W poniedziałek miały ruszyć eliminacje do wielkoszlemowego Wimbledonu 2021, ale pogoda na trawnikach w Roehampton, gdzie odbywają się kwalifikacje, przez cały dzień nie rozpieszczała. Organizatorzy zaplanowali na początek aż 64 pojedynki I rundy turnieju panów. Z powodu opadów deszczu nie rozpoczął się jednak żaden z nich.
Do rywalizacji mieli w poniedziałek przystąpić Kamil Majchrzak i Kacper Żuk. Pierwszy z Polaków był o krok od uzyskania dzikiej karty do głównej drabinki, ale przegrał w finale challengera w Nottingham z Australijczykiem Aleksem Boltem. Dla drugiego z Biało-Czerwonych będzie to debiut w eliminacjach do Wimbledonu.
Kiedy zagrają Kamil Majchrzak i Kacper Żuk?
Organizatorzy przełożyli wszystkie mecze kwalifikacji panów na wtorek. Pogoda ma być lepsza niż w poniedziałek. Jako pierwszy z Polaków zaprezentuje się Majchrzak. Przeciwnikiem najwyżej rozstawionego piotrkowianina będzie Niemiec Yannick Maden, a ich mecz odbędzie się jako drugi od godz. 12:00 naszego czasu na korcie 9.
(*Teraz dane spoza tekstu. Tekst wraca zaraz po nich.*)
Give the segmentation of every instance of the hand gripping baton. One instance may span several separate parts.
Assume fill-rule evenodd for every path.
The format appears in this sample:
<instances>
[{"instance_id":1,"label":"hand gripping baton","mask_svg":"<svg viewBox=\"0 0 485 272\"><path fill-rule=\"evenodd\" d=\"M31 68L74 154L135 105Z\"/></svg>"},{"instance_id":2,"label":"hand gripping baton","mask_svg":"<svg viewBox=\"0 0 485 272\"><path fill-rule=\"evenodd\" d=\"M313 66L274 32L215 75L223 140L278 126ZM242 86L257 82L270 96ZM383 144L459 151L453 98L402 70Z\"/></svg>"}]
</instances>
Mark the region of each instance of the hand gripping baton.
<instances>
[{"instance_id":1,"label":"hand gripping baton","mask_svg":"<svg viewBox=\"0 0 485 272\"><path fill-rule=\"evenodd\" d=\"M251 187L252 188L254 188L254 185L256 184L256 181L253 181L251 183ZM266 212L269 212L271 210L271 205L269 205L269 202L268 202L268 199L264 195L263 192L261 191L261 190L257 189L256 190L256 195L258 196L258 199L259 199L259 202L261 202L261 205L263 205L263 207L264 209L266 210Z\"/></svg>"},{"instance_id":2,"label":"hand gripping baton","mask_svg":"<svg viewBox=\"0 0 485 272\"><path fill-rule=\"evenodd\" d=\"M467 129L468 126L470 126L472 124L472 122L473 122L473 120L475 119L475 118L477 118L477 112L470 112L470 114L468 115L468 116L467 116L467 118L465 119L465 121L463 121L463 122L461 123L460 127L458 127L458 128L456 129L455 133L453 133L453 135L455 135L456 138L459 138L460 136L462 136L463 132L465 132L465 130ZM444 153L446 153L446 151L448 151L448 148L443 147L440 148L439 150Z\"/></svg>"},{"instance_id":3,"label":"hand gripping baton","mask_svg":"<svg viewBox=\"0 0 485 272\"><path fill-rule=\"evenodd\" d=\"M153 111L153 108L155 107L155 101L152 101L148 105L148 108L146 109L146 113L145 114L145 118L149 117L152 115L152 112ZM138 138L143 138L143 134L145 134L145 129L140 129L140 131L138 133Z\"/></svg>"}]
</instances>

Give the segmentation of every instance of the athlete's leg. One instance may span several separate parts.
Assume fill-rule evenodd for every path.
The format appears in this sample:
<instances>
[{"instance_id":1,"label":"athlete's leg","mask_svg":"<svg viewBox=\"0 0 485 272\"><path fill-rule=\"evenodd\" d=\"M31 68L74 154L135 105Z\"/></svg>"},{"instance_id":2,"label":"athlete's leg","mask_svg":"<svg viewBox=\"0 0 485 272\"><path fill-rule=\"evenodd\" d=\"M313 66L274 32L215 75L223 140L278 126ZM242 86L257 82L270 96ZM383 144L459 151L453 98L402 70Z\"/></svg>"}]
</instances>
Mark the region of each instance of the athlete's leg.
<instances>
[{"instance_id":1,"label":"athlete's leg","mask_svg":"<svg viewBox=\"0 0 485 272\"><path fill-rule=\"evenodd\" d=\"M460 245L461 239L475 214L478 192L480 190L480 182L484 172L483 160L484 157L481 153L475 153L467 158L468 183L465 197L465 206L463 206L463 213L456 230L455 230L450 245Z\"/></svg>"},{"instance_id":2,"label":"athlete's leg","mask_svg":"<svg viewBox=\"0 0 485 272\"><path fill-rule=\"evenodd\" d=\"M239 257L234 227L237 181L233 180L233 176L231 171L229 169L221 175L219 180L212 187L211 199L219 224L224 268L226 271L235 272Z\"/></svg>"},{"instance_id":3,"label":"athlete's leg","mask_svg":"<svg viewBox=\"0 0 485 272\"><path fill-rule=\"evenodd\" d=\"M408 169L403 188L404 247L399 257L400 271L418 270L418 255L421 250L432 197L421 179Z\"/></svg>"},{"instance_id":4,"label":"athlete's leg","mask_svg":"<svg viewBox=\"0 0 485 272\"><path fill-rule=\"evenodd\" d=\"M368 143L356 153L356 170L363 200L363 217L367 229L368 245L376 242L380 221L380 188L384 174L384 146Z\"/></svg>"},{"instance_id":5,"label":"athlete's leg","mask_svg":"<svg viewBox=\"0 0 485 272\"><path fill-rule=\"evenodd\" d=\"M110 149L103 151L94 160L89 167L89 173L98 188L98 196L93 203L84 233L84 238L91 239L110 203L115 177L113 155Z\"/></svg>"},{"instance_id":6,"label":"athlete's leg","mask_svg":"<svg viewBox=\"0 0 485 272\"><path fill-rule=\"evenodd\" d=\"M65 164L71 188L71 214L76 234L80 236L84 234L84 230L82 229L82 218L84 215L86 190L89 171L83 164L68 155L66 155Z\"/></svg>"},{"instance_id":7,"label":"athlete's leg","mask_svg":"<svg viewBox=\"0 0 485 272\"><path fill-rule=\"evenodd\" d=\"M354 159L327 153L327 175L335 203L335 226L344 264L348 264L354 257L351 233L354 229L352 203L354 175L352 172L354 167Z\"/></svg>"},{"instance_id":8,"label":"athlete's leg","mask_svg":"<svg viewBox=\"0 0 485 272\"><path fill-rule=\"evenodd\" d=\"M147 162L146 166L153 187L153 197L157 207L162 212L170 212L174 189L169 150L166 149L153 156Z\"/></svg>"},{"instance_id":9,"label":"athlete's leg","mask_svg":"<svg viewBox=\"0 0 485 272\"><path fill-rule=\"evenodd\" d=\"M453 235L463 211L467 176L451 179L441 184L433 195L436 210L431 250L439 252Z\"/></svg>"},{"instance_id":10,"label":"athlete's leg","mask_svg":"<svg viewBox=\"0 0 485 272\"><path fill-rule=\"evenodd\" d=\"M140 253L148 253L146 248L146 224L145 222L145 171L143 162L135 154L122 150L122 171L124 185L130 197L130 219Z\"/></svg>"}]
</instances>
ZOBACZ WIDEO: Droga do Tokio: Małachowski i Włodarczyk
Żuk zagra we wtorek na korcie 11. Organizatorzy wyznaczyli początek jego spotkania na godz. 14:00, ale wcześniej na tym obiekcie odbędą się jeszcze dwa pojedynki (od godz. 12:00), dlatego fani nowodworzanina będą musieli dłużej poczekać. Przeciwnikiem Polaka będzie doświadczony Czech Lukas Rosol.
Kiedy mecze Polek?
We wtorek do rywalizacji w kwalifikacjach Wimbledonu 2021 przystąpią również panie. Do zawodów zgłosiły się cztery Polki, ale nie wszystkie zagrają już w drugim dniu. We wtorek wystąpi tylko Katarzyna Kawa, która zmierzy się z Włoszką Martiną di Giuseppe w godzinach wieczornych na korcie 11 (szósty mecz w kolejności od godz. 12:00).
Trzy pozostałe polskie tenisistki rozpoczną zmagania dopiero w środę. Magdalena Fręch zmierzy się z Turczynką Pemra Ozgen, Maja Chwalińska skrzyżuje rakiety z Francuzką Clarą Burel, a na drodze Urszuli Radwańskiej stanie Chinka Fang Ying Xun. Aby awansować do turnieju głównego, panie i panowie muszą wygrać po trzy spotkania.